As things progress, more and more people are lost or looking for help to understand what bleak future awaits them, and we get a sense not only of the fear that gripped America, and for that matter the world, but also the sense that in the US in particular -a community where previously epidemics had been a cause behind which the nation could come together – under right wing administrations, and fuelled in no small part by the country’s homophobia, those with HIV/AIDS were not seen as victims, but social pariahs and the instruments of their own downfall.

A very necessary, and beautifully realised sense of humanity is injected by the appearance of a hospice worker (Jane Lowe) a former nun who has lost her faith in the face of the tragedy she sees around her, but in its place has developed a deep sense of humanity as she cares for those who fall under her charge.

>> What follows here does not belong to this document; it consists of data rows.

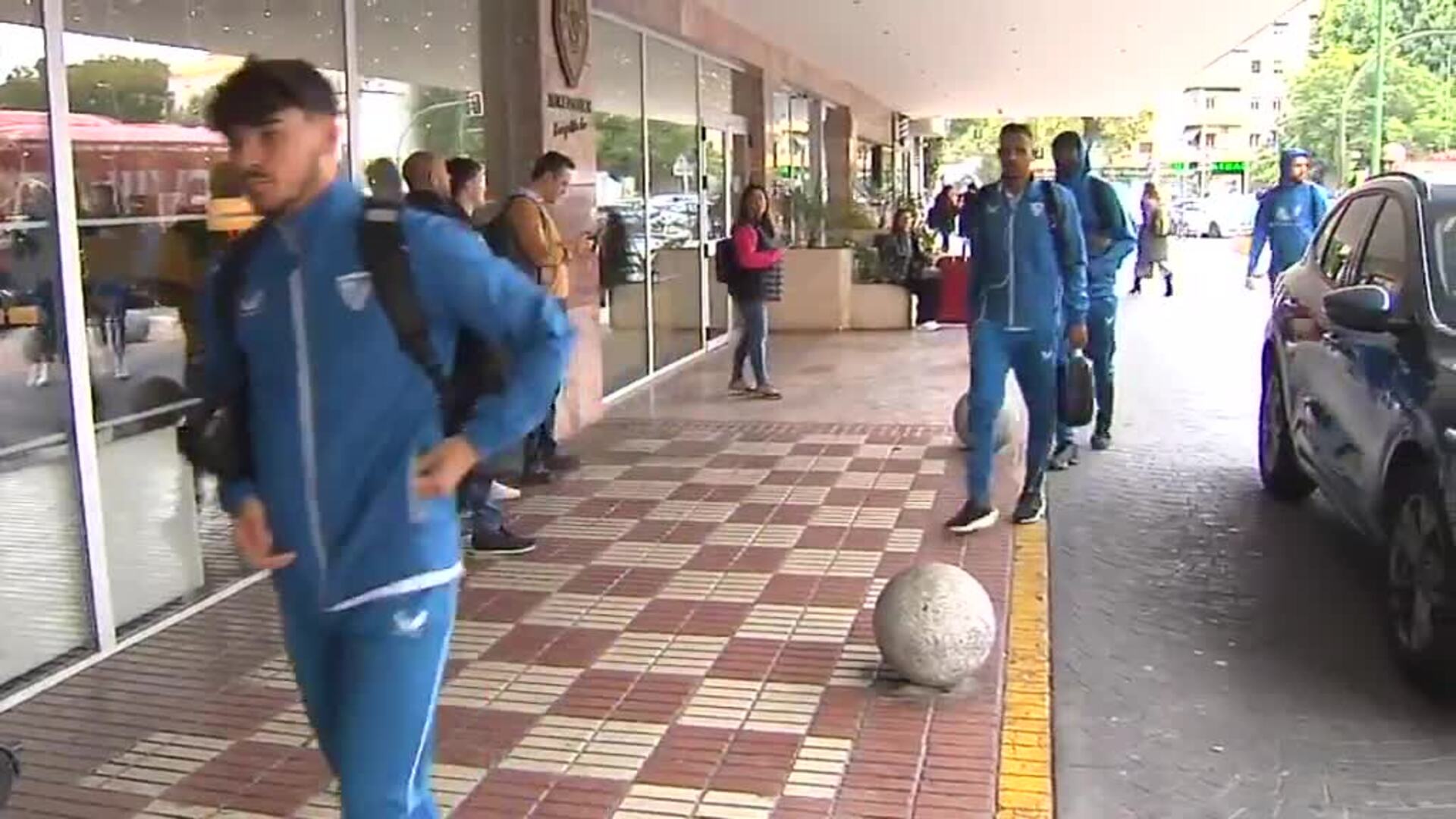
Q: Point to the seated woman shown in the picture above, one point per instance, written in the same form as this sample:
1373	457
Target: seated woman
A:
910	267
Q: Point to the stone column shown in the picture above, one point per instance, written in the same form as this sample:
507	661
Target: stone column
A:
753	99
839	156
530	108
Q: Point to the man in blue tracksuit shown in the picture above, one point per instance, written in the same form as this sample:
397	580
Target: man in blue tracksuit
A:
1288	218
351	491
1028	283
1109	241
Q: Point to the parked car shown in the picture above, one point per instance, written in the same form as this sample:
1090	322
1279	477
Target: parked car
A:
1359	397
1216	216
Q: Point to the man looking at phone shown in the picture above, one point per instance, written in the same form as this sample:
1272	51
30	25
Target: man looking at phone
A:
538	246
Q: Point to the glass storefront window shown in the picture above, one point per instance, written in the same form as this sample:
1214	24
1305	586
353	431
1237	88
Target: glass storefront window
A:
44	577
421	85
149	174
674	202
721	126
617	63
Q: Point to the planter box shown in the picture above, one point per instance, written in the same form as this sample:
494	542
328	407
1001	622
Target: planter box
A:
878	306
816	290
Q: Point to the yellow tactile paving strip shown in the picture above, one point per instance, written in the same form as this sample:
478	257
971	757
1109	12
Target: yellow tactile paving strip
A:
1024	780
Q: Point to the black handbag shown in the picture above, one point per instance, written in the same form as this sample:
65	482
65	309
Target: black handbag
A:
1076	391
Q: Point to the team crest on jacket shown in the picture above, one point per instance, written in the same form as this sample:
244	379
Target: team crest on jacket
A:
356	289
253	303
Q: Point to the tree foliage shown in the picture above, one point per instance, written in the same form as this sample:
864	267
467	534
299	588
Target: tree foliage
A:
1420	95
123	88
1116	136
1351	24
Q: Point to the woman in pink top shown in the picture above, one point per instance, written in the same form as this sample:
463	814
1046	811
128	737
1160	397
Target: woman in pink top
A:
758	280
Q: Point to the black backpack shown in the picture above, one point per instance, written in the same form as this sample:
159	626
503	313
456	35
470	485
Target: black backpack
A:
727	261
500	235
215	436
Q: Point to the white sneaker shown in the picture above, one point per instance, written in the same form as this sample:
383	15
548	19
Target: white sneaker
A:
500	491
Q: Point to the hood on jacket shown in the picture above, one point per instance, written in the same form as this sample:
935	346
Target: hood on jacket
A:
1072	139
1286	162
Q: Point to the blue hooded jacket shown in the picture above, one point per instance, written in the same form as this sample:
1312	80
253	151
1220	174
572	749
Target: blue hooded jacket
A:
1025	276
1288	218
338	413
1103	216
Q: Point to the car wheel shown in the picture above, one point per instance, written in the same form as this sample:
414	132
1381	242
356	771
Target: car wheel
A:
1421	626
1279	466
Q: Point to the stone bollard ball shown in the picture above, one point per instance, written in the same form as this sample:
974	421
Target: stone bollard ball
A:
935	624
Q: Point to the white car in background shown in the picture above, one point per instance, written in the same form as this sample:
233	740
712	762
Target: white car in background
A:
1216	216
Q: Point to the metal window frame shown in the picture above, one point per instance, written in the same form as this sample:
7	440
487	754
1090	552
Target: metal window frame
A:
79	378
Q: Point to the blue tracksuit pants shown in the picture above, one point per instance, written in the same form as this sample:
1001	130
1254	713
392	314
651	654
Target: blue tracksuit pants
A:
1033	356
1101	347
370	679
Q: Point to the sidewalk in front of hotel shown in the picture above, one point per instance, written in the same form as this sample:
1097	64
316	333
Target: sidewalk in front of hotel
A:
692	637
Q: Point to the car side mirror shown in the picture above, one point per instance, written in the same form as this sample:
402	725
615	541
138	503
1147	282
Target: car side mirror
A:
1365	308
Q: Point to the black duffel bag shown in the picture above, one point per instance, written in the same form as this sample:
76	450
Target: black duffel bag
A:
1076	400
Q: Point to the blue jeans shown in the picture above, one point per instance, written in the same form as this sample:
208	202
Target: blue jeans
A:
1101	346
370	679
1033	356
753	344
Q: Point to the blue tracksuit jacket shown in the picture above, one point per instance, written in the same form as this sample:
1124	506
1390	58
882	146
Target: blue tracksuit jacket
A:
1024	278
1288	218
338	413
1103	215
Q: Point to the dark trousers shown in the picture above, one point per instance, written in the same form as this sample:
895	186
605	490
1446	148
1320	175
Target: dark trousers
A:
753	343
541	444
928	299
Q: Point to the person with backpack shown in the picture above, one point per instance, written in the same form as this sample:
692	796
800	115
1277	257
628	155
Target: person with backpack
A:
943	216
526	234
910	267
756	279
1152	242
1288	218
1110	241
1030	292
337	430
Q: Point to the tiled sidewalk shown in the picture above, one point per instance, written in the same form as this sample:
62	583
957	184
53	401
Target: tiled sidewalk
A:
692	639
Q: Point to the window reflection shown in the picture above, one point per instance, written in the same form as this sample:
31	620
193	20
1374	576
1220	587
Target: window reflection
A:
158	206
617	58
44	604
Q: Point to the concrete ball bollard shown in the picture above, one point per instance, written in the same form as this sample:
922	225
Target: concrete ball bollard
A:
935	624
1011	413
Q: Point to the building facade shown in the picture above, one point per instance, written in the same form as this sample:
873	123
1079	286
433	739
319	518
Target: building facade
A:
1210	136
115	200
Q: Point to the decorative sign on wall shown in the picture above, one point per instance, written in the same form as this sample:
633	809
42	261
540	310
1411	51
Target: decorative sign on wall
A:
571	24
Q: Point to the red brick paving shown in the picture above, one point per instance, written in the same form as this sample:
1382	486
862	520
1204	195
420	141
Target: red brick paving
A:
201	691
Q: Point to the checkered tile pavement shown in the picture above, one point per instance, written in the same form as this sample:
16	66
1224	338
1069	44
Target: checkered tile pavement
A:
692	639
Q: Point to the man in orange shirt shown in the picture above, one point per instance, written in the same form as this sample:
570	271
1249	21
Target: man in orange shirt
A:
538	248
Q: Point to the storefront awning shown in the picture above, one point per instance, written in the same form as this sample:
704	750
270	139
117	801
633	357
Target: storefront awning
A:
981	58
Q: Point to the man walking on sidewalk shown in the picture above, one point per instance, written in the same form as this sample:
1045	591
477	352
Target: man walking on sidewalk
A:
1288	219
1030	283
1109	242
536	245
347	487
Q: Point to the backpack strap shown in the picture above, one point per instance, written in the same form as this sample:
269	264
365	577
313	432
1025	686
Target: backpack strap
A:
229	280
386	256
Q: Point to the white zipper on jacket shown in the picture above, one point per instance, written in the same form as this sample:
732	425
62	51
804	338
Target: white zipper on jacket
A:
305	375
1011	257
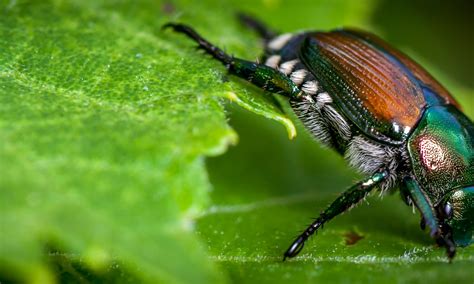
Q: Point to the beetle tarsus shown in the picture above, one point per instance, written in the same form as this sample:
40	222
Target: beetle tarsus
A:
203	44
295	247
344	202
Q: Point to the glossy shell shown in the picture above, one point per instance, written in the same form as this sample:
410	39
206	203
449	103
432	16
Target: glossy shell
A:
379	89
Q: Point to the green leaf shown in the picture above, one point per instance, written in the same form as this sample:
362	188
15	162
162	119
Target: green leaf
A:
106	123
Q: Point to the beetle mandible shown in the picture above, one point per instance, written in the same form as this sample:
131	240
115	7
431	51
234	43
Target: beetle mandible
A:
383	112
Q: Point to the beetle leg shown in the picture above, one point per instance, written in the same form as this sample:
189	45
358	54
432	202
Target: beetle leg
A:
344	202
266	33
260	75
441	234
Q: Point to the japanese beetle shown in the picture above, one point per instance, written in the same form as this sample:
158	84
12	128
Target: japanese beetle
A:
382	111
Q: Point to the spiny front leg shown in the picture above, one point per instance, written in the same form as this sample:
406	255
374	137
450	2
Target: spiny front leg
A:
344	202
260	75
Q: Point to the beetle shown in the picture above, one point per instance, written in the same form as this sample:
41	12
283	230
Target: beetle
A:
383	112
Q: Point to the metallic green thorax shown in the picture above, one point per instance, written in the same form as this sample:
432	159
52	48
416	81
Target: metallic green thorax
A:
442	156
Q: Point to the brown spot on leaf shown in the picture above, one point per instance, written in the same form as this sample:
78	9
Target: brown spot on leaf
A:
352	238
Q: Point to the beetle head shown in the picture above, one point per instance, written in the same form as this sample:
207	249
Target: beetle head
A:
441	149
442	155
457	211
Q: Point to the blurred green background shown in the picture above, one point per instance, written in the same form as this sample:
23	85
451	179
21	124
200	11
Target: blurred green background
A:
116	164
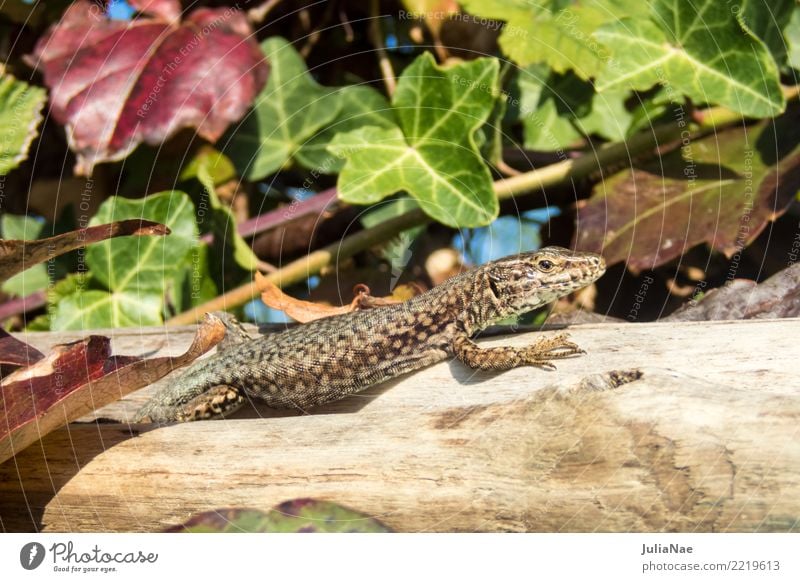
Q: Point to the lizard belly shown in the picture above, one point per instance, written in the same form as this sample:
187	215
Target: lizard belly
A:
283	376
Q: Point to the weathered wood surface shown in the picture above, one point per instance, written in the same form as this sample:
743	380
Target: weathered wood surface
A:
705	440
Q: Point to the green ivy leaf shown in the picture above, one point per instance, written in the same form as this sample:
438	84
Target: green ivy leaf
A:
130	276
211	168
431	153
698	48
288	112
100	309
767	20
555	32
35	278
557	111
20	114
792	33
358	106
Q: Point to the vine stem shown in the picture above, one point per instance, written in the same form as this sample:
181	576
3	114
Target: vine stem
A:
711	119
552	175
376	35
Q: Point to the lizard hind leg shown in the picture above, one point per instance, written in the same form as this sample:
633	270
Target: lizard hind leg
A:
217	402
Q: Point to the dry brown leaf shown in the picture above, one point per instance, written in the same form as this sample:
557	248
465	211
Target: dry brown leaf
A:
78	378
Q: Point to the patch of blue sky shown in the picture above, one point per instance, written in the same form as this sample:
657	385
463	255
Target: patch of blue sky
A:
120	10
507	235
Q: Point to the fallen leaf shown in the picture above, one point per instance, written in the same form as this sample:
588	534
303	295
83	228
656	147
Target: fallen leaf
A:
79	377
722	190
305	311
778	296
116	84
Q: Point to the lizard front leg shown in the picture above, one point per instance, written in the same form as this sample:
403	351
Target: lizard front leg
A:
505	358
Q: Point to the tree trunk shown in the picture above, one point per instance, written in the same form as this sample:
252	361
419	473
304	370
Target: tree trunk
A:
660	427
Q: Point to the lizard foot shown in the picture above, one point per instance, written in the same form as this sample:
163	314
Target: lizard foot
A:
217	402
555	348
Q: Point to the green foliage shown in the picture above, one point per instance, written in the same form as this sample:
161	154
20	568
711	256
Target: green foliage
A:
555	32
576	76
712	60
296	116
20	114
431	153
211	168
130	276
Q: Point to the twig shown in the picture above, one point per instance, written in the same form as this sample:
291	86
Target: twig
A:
376	35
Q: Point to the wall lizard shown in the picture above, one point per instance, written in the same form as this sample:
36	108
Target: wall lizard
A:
331	358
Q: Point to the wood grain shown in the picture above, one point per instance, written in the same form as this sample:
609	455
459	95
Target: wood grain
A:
705	440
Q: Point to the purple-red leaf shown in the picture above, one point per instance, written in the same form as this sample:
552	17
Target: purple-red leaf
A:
721	189
77	378
167	9
117	84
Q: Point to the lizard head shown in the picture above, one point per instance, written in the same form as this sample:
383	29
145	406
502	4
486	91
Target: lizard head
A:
524	282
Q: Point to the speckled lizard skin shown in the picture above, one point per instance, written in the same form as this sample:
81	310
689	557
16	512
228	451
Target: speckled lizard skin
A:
331	358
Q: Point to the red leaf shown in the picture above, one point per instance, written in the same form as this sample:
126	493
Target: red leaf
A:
167	9
117	84
77	378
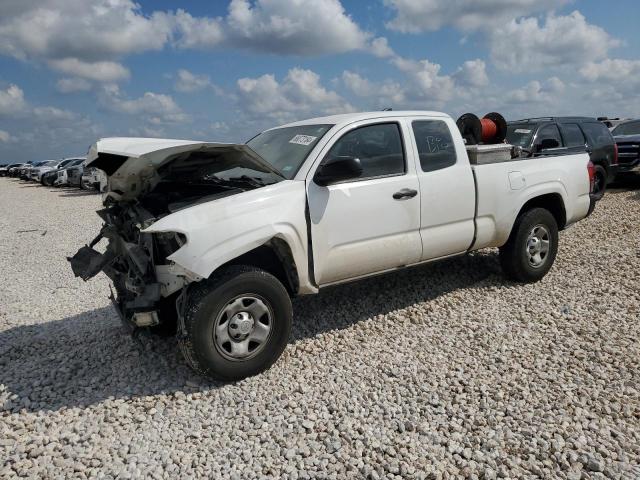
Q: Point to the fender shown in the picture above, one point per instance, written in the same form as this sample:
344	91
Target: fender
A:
223	229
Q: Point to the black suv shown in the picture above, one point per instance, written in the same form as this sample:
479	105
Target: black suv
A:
627	137
565	135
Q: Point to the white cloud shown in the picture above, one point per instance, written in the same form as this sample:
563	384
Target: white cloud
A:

The humanity is also deeply underscored by a punch to the gut in the beautifully realised reconciliation between Rich and his brother though, as elsewhere in the play, the emotional intensity of the reunion is masterfully undercut straight away with a solid injection of hilarious truth between the characters.

I won’t give away the ending, suffice to say it is both life-affirming and uplifting, and realised with mastery by this top notch cast.

With people in the rich west now living with HIV/AIDS as a chronic, though treatable condition, this play might seem like a period piece. It isn’t. It deals with humanity and love and those are the two great human values which I hope will always be with us.